Ordered that the judgment is reversed insofar as appealed from, on the law and the facts, without costs or disbursements, the agency's determination with respect to the buildings number 2, 4, 8, 10, 12, 13, and 26, is confirmed, and the proceeding is dismissed on the merits as to those buildings, and the matter is remitted to the Supreme Court, Queens County for a determination of whether petitions for administrative review had been filed with respect to buildings numbered 1, 3, and 7 and whether, by virtue of such filings, the intervenor's applications for rent increases in connection with major capital improvements should be reevaluated with respect to those buildings.

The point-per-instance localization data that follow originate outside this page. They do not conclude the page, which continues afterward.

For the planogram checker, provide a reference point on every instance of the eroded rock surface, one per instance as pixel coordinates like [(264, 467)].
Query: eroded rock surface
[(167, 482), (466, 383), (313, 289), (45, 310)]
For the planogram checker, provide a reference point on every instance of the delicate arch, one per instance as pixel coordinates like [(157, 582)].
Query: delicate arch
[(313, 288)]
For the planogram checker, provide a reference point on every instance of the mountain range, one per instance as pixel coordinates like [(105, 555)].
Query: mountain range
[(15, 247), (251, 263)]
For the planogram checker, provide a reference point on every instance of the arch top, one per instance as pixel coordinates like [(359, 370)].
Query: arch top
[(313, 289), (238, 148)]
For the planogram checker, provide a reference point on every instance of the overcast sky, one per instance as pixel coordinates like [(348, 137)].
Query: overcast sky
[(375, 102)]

The New York State Division of Housing and Community Renewal (hereinafter the DHCR) has broad power to construe and interpret its own rules and regulations (see, Matter of Bernstein v. Toia, 43 N.Y.2d 437, 448). The Commissioner of the DHCR has interpreted the relevant regulations to provide that there is no discretion to excuse the failure of a party who is seeking administrative review of an order issued by a district rent administrator to timely file a petition for administrative review (PAR) of the order sought to be reviewed (see, 9 NYCRR 2529.2; see also, 9 NYCRR 2510.2 [b]). This construction of the subject regulation is not irrational and it must be upheld (see, Matter of Kaplen v New York State Div. of Hous. Community Renewal, 131 A.D.2d 483; see also, Matter of Bernstein v. Toia, supra). Likewise, we find no basis to disturb the DHCR's determination that, despite the errors of the rent administrator, the record does not show "fraud, illegality or irregularity in vital matters" which would justify an administrative reopening of closed proceedings. Accordingly, the DHCR properly declined to reconsider the grant of the landlord's application for rent increases in relation to certain alleged capital improvements with respect to the buildings in the complex where no PARs had been filed.

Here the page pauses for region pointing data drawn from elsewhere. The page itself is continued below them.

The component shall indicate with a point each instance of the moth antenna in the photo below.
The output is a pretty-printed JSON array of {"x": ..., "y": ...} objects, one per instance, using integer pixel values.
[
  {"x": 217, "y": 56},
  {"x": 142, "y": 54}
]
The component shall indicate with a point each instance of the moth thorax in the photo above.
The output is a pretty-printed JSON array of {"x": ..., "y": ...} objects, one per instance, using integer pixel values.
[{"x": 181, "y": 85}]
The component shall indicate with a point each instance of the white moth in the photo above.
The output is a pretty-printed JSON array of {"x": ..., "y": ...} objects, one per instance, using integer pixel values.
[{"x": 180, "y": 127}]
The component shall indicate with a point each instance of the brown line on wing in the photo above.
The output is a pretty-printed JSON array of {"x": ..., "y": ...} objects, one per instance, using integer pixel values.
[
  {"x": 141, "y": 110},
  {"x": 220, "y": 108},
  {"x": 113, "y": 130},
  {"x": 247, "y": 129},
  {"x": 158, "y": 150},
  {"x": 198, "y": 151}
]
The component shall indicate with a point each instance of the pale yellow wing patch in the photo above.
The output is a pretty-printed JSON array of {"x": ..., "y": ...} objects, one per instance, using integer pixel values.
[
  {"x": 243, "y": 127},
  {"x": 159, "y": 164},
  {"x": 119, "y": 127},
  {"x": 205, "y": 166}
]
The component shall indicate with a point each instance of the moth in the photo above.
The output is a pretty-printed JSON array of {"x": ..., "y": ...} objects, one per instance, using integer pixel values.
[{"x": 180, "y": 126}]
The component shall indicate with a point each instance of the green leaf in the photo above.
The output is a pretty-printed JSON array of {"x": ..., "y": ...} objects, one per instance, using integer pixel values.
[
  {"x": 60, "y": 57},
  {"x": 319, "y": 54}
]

At the same time, in granting the petition in full, the Supreme Court did not address the question of whether tenants of some of the 10 buildings excluded from reevaluation had in fact filed timely petitions for administrative review. In light of evidence suggesting that PARs had been filed for three of those buildings, we remit this matter to the Supreme Court for a determination of whether petitions for administrative review had been filed for buildings numbered 1, 3 and 7 and if so, whether by virtue of such filings, the intervenor's application for rent increases with respect to those buildings should be reevaluated. Kunzeman, J.P., Sullivan, Rosenblatt and Ritter, JJ., concur.